🤖 AI Summary
This work addresses the scarcity of rich interactive scenarios and precise multimodal alignment in existing autonomous driving datasets, which hinders the development of vision-language-action (VLA) models. To overcome this limitation, the authors introduce the Interaction-Enhanced Driving Dataset (IEDD), which leverages a scalable pipeline to extract millions of interaction-rich clips from naturalistic driving videos and proposes a novel trajectory-based method to quantitatively characterize interactions. Furthermore, they generate synthetic bird’s-eye-view videos (IEDD-VQA) that enable strict alignment between structured language descriptions and semantic actions. The dataset supports both training and evaluation of VLA models, and benchmarking across ten prominent vision-language models demonstrates its high reusability for model fine-tuning and reasoning capability assessment.
📝 Abstract
The evolution of autonomous driving towards full automation demands robust interactive capabilities; however, the development of Vision-Language-Action (VLA) models is constrained by the sparsity of interactive scenarios and inadequate multimodal alignment in existing data. To this end, this paper proposes the Interactive Enhanced Driving Dataset (IEDD).

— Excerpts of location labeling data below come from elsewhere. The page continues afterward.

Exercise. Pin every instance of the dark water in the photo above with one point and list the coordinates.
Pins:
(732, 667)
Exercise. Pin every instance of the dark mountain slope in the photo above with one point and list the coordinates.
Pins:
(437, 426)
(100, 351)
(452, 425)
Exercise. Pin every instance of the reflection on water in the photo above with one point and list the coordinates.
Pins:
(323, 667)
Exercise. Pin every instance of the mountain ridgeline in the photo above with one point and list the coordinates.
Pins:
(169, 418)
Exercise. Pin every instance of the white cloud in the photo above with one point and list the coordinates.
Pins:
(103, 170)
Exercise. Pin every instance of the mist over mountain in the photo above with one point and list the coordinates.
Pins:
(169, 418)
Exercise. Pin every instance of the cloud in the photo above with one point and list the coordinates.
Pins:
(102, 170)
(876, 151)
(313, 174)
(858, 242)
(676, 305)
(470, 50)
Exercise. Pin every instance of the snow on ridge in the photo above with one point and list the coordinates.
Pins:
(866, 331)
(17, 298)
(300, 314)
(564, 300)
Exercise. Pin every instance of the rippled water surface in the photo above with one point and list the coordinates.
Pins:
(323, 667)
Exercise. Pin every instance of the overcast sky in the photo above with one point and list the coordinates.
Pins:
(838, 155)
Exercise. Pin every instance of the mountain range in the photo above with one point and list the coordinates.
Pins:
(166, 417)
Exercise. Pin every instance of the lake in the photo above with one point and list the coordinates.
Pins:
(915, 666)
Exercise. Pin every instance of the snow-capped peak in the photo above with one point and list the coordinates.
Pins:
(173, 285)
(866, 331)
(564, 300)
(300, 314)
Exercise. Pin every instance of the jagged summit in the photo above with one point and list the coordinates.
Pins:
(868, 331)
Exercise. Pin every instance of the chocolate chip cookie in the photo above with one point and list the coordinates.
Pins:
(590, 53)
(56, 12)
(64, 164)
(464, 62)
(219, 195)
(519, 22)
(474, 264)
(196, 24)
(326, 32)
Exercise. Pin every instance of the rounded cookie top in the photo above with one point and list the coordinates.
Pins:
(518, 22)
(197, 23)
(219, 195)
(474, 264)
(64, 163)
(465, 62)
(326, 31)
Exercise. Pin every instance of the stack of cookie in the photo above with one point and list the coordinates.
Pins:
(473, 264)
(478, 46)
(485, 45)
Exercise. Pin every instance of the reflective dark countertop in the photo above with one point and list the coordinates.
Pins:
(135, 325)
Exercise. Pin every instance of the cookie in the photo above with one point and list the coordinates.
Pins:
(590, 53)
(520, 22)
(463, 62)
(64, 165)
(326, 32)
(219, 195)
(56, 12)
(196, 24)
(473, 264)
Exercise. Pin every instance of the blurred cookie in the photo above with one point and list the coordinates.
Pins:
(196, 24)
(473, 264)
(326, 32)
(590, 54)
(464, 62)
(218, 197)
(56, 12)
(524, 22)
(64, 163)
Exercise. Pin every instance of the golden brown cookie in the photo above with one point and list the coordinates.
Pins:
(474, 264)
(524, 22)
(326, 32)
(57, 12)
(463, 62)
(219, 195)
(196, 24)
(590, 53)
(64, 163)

We develop a scalable pipeline to mine million-level interactive segments from naturalistic driving data based on interactive trajectories, and design metrics to quantify the interaction processes. Furthermore, the IEDD-VQA dataset is constructed by generating synthetic Bird's Eye View (BEV) videos where semantic actions are strictly aligned with structured language. Benchmark results evaluating ten mainstream Vision Language Models (VLMs) are provided to demonstrate the dataset's reuse value in assessing and fine-tuning the reasoning capabilities of autonomous driving models.